Background: A clinical large anterior vessel occlusion (LAVO)-prediction scale could reduce treatment delays by allocating intra-arterial thrombectomy (IAT)-eligible patients directly to a comprehensive stroke center.
Aim: To subtract, validate and compare existing LAVO-prediction scales, and develop a straightforward decision support tool to assess IAT-eligibility.

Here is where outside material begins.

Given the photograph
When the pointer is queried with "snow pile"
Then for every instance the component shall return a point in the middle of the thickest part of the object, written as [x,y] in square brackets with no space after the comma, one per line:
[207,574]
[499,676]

Methods: We performed a systematic literature search to identify LAVO-prediction scales. Performance was compared in a prospective, multicenter validation cohort of the Dutch acute Stroke study (DUST) by calculating area under the receiver operating curves (AUROC). With group lasso regression analysis, we constructed a prediction model, incorporating patient characteristics next to National Institutes of Health Stroke Scale (NIHSS) items. Finally, we developed a decision tree algorithm based on dichotomized NIHSS items.
Results: We identified seven LAVO-prediction scales. From DUST, 1316 patients (35.8% LAVO-rate) from 14 centers were available for validation. FAST-ED and RACE had the highest AUROC (both >0.81, p < 0.01 for comparison with other scales). Group lasso analysis revealed a LAVO-prediction model containing seven NIHSS items (AUROC 0.84). With the GACE (Gaze, facial Asymmetry, level of Consciousness, Extinction/inattention) decision tree, LAVO is predicted (AUROC 0.76) for 61% of patients with assessment of only two dichotomized NIHSS items, and for all patients with four items.
Conclusion: External validation of seven LAVO-prediction scales showed AUROCs between 0.75 and 0.83. Most scales, however, appear too complex for Emergency Medical Services use with prehospital validation generally lacking. GACE is the first LAVO-prediction scale using a simple decision tree as such increasing feasibility, while maintaining high accuracy. Prehospital prospective validation is planned.
Keywords: Acute ischemic stroke; clinical scale; endovascular thrombectomy; intra-arterial thrombectomy; large vessel occlusion; prehospital.